Wyoming has roughly 350 wolves scattered among about 30 packs, raising the question of how tracking all those wolves, packs and pack membership doesn’t turn into a muddled mess.
The short answer is the wolves themselves make it relatively straightforward. There’s hardly any movement between groups as wolves tend to live, and die, with the packs they were born into.
Colar A Couple, And You Have The Pack
Tracking a wolf pack across its territory doesn’t require putting radio collars on every wolf, Wyoming Game and Fish Large Carnivore Specialist Dan Thompson told Cowboy State Daily.
Collaring just a couple of wolves per pack usually works, he said.
“By having a radio collar or two in each pack we can keep close tabs on numbers and colors of individuals in a pack — gray/black — that allow us to differentiate packs, evaluate reproduction and assign home ranges for packs,” he said.

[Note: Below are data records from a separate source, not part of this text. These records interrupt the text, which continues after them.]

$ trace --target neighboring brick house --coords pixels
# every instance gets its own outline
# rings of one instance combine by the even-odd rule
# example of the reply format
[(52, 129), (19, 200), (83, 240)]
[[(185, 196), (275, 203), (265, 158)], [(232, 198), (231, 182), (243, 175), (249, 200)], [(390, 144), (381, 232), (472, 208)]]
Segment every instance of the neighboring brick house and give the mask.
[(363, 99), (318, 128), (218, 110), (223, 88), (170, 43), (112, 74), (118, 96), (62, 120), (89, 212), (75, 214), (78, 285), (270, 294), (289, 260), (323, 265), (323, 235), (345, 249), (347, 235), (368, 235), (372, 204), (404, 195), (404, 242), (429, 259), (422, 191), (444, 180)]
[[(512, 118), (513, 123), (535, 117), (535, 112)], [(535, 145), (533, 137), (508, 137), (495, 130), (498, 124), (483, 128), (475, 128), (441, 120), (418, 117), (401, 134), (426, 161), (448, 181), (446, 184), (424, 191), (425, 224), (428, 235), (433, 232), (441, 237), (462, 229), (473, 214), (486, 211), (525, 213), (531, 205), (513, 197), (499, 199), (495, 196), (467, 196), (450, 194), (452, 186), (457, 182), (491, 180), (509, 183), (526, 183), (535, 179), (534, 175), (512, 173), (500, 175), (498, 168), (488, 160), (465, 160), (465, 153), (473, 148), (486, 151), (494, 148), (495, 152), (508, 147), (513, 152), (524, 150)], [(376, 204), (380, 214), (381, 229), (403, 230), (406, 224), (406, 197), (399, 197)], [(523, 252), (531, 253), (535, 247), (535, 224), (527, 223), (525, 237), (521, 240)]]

Wolf packs are also highly territorial and will jealously guard their turf with gang-like intensity.
Fights To The Death
Game and Fish tracks wolves most closely in what the agency calls the Trophy Game Management Area. That’s the zone, mostly adjacent to Yellowstone National Park, where it’s legal to hunt wolves with licenses and during set hunting seasons.
Beyond that zone, wolves are considered a predatory species in Wyoming and may be shot on sight at any time, with no license required.

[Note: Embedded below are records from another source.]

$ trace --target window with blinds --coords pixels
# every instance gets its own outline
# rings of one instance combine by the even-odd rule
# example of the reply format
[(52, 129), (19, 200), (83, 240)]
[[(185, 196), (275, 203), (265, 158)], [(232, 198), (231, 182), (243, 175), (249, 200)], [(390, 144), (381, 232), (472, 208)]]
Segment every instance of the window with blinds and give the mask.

Within the trophy game zone, there were 192 wolves, according to a 2023 multi-agency Wyoming wolf report.
The sizes of Wyoming’s wolf packs vary widely, the report states. Some included four wolves, while the largest, the Pacific Creek Pack, had 16 members in 2023.
During that year, 47 wolves died in Wyoming’s trophy game zone, the report states. Those included four wolves killed by other wolves. That indicates that while fights between packs might be common, they’re rarely fatal.
Reports from Colorado give a similar picture. Ten wolves were reintroduced to Colorado in December 2023, and so far three of those have died.
One of those was killed by another wolf, although it was also suffering from a previous bullet wound to its leg.
Likewise, there are sometimes fatal wolf-on-wolf battles in Minnesota, wildlife researcher Thomas Gable previously told Cowboy State Daily.
Minnesota’s wolves are smaller than Wyoming’s wolves and they live differently, relying more on things like fish and berries.
However, packs there are every bit as territorial as they are in Wyoming, Gable said, and things sometimes get ugly.
Most recently, a pack that consisted of a breeding pair and one of their grown offspring was eliminated by rivals, he said. The two older wolves were killed on separate occasions. The fate of the third is uncertain.
“That ended that pack, just like that,” he said.
Splitting Packs
Wolves that lose their packs or pack leaders are more apt to try forming new packs than trying to join an existing one, wildlife biologist Robert Crabtree told Cowboy State Daily.
A wolf that finds itself alone isn’t likely to be accepted if it wanders into a pack’s territory, said Crabtree, who is the founder, chief scientist and president of the Yellowstone Ecological Research Center.
“Yes, there are exceptions to accepting outsiders, but they are few and far between,” he said.
Sometimes new packs are formed when wolves split into factions.
“In a minority of cases, large packs will split, as seen in Yellowstone park,” he said.
In such a case, each new pack will establish an “alpha pair” to lead it.
It’s usually simple for researchers to recognize the new packs because “their territories are mostly not overlapping and they fight often where there is overlap,” he said.
Packs are highly dependent upon their leaders, Crabtree said.
“What's particularly fascinating is that when an alpha is killed, the pack often breaks up into groups of one, two or three, which wander off in search of forming their own packs,” he said. “The pack can disintegrate when leadership is removed.”
And sometimes when a pack scatters, “they all disperse and often get into trouble with livestock depredations,” he said.